The banking sector bore the brunt of the sell-off. A Topix index of banking shares plummeted as much as 17.3% before closing down 10%. Over the past three sessions, Japanese banks have collectively lost nearly a quarter of their market value, amid concerns that the tariffs could choke off global growth and keep domestic interest rates lower for longer.

“This is a sell-anything-that-has-made-money move,” said Rikki Malik, a portfolio manager at Springboard Capital. “Banks [are] at the forefront of that. However, I think we are close to capitulation and will see a bounce very soon.”

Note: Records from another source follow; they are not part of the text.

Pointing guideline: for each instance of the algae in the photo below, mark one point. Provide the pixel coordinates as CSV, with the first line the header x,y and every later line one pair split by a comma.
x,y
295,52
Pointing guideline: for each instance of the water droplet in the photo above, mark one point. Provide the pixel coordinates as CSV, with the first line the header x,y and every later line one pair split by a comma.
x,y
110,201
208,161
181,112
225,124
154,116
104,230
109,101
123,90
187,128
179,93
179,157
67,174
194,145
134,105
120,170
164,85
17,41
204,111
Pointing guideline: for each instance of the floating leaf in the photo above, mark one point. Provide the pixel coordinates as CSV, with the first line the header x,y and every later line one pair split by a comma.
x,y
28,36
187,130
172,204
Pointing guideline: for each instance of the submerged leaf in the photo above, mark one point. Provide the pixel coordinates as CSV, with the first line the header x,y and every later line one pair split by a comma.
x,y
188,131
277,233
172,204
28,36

Among major financial stocks, Nomura Holdings tumbled 13.2%, Mizuho Financial Group fell 10.7%, and Mitsubishi UFJ Financial Group dropped 10.4%. The sell-off extended to the tech sector, with Renesas Electronics plunging 16.7%, Sumco Corp. sliding 15.8%, and chip-testing equipment giant Advantest falling 11%.

The losses follow a broader global market rout. Since Trump’s announcement, the Nikkei has fallen 11.6%, while the U.S. S&P 500 has lost 10.6%. Still, some analysts see room for recovery if Washington or other major economies signal flexibility.

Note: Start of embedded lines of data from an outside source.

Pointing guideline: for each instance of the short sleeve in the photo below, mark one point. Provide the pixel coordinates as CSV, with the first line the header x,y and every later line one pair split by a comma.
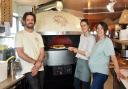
x,y
18,40
109,48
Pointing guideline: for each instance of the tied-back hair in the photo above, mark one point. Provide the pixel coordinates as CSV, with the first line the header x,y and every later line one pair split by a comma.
x,y
104,26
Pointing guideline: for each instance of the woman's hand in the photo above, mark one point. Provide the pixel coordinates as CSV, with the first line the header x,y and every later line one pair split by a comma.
x,y
120,76
34,71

“The market currently is only pricing in bad news,” said Sawada. “If there are signs of flexibility on trade policies or the announcement of economic support measures, it’s highly likely we’ll see a bottom form in the market.”

The sharp decline comes as policymakers across Asia scramble to respond to the rapidly evolving trade environment, with countries like Vietnam, Thailand, and Indonesia turning to diplomacy, and others reconsidering their economic forecasts in light of escalating uncertainty.